Allerdings bedeuten diese Artikel auch bei allem Vorbehalt gegenüber der konservativen Agenda nicht zwangsläufig einen weiteren Einschnitt in die Rechte Einzelner. Zu weit gediehen war da bereits die Praxis staatlicher Repression, deren maßgebliche Protagonisten auch weitestgehend unangetastet blieben. Doch konnten sich plötzlich all jene profilieren, die die Muslimbrüder als islamistische Vorhut sahen, aber selbst seit Jahren Menschenrechte verletzten. Die Kritik an der Verfassung von 2012 war daher mehr von ideologischen Vorbehalten gegenüber den Muslimbrüdern als von dem inhaltlichen Bemühen um zivile Reformen geprägt.

In Zuge dieser Konfrontation verließen immer mehr „säkulare“ Kräfte die verfassungsgebende Versammlung, bis diese fast ausschließlich aus Vertretern mit religiösem Hintergrund bestand. Bis zuletzt verstärkte das den Eindruck, dass die Muslimbrüder ihr „demokratisches Mandat“, das sie durch die Wahlen von 2011 und 2012 erreicht hatten, überstrapazierten und einen Alleinvertretungsanspruch daraus ableiteten.

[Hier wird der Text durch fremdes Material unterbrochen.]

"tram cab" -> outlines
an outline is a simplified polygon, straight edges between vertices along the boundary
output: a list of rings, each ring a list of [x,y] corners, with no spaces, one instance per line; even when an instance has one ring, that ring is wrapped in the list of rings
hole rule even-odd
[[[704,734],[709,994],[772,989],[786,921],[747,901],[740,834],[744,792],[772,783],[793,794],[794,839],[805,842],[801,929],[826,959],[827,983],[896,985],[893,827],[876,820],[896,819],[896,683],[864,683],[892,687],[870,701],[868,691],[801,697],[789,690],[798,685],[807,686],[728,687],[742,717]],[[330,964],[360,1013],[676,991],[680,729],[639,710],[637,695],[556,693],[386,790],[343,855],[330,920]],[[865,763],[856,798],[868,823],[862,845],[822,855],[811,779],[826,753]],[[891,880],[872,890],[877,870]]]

Am 22. November 2012 erließ Mursi zudem ein skrupelloses Dekret, mit dem er auf die zunehmende Kritik an der Verfassungsgebung sowie die kolportierte Gefahr justizieller Einflussnahme reagieren wollte. Darin ermächtigte er sich, Entscheidungen zu erlassen, die nicht zu widerrufen waren und verfügte den Schutz der verfassungsgebenden Versammlung sowie des Oberhauses vor Auflösung. Das Parlament, in dem die Muslimbrüder wie im Oberhaus die Mehrheit der Abgeordneten stellten, wurde dagegen bereits im Juni durch den SCAF aufgelöst, nachdem ein Gericht entschieden hatte, ein Teil von dessen Mitgliedern sei unrechtmäßig gewählt worden.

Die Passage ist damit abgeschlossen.